I stand there dressed only in my regulation school knickers. I am shivering and ashamed as, although I am eleven years old, I still have no breasts. The lady doctor, who does have breasts and lots more wobbly bits besides, looms over me, peering in my throat, my eyes, my ears and writing things on her notepad. I am weighed and measured. She writes some more. She doesn't like me - I feel it in my ever-sensitive bladder. Does she know I still wet the bed? I am terrified she will find out. Finally she tells me I can put my clothes back on. She is writing again now on a fresh piece of paper. I want to know what she is writing. Am I deformed? Have I some terrible disease? Is there something wrong with my bladder? Will I need an operation? The fear builds. I don't like this woman - she has power. She tears off the sheet of paper, seals it quickly and hands it to me. Give that to your mother, she says without looking up. I sense I am dismissed.

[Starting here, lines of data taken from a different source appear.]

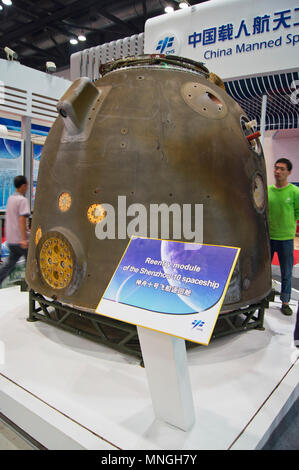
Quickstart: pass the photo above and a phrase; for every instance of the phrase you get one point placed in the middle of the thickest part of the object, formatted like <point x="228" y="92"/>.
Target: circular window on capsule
<point x="96" y="213"/>
<point x="56" y="261"/>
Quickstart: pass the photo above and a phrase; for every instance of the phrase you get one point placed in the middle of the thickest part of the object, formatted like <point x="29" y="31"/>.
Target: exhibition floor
<point x="67" y="392"/>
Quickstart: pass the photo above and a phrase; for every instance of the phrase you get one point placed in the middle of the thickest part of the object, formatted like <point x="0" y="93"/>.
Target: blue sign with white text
<point x="171" y="277"/>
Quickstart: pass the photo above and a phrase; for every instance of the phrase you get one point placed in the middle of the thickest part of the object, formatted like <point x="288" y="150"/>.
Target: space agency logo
<point x="168" y="44"/>
<point x="197" y="324"/>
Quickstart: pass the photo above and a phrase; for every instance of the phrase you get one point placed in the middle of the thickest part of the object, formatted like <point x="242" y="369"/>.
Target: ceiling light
<point x="184" y="4"/>
<point x="168" y="9"/>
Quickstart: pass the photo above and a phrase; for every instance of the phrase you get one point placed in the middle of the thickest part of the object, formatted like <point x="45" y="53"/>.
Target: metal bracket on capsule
<point x="78" y="109"/>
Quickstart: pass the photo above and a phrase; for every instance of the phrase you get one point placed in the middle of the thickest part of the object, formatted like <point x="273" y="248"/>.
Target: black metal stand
<point x="122" y="336"/>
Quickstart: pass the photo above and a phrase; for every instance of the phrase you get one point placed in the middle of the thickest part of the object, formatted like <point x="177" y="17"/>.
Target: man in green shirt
<point x="283" y="200"/>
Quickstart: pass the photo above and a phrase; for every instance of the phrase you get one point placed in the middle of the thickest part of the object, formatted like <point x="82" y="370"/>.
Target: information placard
<point x="169" y="286"/>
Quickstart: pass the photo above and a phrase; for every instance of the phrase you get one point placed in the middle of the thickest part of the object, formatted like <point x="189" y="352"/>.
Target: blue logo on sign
<point x="198" y="323"/>
<point x="165" y="43"/>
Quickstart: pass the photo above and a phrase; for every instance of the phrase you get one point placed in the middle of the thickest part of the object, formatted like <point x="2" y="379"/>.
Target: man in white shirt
<point x="16" y="233"/>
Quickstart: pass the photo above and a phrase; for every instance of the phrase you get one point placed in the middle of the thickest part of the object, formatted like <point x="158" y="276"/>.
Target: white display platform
<point x="71" y="393"/>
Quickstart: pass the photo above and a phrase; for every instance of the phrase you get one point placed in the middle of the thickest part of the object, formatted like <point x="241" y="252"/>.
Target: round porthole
<point x="56" y="261"/>
<point x="96" y="213"/>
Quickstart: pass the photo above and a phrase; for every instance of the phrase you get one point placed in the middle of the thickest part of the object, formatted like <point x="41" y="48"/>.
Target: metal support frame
<point x="123" y="336"/>
<point x="115" y="334"/>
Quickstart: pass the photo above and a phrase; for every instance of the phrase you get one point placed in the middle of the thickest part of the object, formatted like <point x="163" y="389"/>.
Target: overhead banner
<point x="233" y="38"/>
<point x="169" y="286"/>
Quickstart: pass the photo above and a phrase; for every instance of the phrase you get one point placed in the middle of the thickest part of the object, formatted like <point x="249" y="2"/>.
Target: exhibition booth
<point x="72" y="376"/>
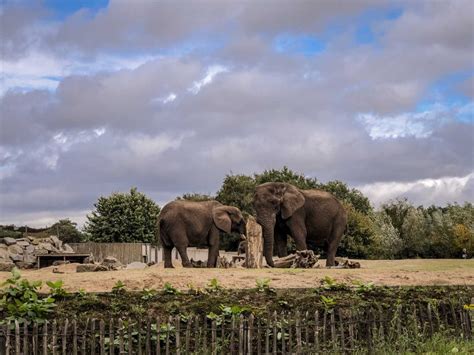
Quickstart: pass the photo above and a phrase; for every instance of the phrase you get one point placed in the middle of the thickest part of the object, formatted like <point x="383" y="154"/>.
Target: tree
<point x="195" y="197"/>
<point x="67" y="231"/>
<point x="123" y="217"/>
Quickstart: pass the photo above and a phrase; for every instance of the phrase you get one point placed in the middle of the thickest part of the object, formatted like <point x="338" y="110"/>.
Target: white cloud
<point x="424" y="191"/>
<point x="44" y="71"/>
<point x="212" y="71"/>
<point x="415" y="124"/>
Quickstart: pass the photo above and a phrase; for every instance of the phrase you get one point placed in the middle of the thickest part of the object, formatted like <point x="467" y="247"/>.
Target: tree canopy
<point x="123" y="217"/>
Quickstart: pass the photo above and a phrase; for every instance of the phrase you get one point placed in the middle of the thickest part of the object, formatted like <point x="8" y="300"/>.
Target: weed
<point x="148" y="294"/>
<point x="119" y="287"/>
<point x="56" y="288"/>
<point x="362" y="287"/>
<point x="328" y="302"/>
<point x="20" y="300"/>
<point x="328" y="283"/>
<point x="263" y="285"/>
<point x="170" y="290"/>
<point x="213" y="286"/>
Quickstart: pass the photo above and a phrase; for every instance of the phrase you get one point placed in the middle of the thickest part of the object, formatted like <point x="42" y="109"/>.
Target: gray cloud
<point x="145" y="127"/>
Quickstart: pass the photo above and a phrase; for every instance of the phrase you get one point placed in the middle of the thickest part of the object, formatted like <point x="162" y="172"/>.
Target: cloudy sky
<point x="169" y="96"/>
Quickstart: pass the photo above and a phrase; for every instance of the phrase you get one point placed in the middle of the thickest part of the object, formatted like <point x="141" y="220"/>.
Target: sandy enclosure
<point x="381" y="272"/>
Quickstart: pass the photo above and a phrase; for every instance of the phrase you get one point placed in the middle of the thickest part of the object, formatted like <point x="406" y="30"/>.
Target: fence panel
<point x="286" y="333"/>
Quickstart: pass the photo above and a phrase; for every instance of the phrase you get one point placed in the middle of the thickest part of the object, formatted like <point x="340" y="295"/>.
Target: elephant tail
<point x="162" y="232"/>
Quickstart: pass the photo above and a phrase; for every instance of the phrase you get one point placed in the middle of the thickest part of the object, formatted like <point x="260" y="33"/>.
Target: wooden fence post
<point x="64" y="339"/>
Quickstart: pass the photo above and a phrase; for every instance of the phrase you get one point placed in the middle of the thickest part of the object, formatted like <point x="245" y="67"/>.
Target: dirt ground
<point x="381" y="272"/>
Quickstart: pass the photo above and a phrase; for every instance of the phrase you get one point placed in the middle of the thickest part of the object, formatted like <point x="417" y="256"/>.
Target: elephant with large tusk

On my way home I open the envelope. It isn't difficult as the sticky bit hasn't stuck very well. I read the letter. There's no mention of my bladder or lack of breasts. She has written: Your child is underweight and under-nourished, please ensure she drinks plenty of milk. I re-seal the letter and stuff it in my blazer pocket. Already I'm feeling the familiar ache in my bladder. Please God, I think, let me make it home before I wet myself.
The next day my mother tells me she has had a telephone call from the school doctor. She goes to the kitchen to boil my milk, pours it into a glass and hands it to me. The skin is already forming on top. In my mind my mother and the lady doctor merge into one. I hate milk, I hate my mother and I hate doctors. Looking at the milk I start to retch.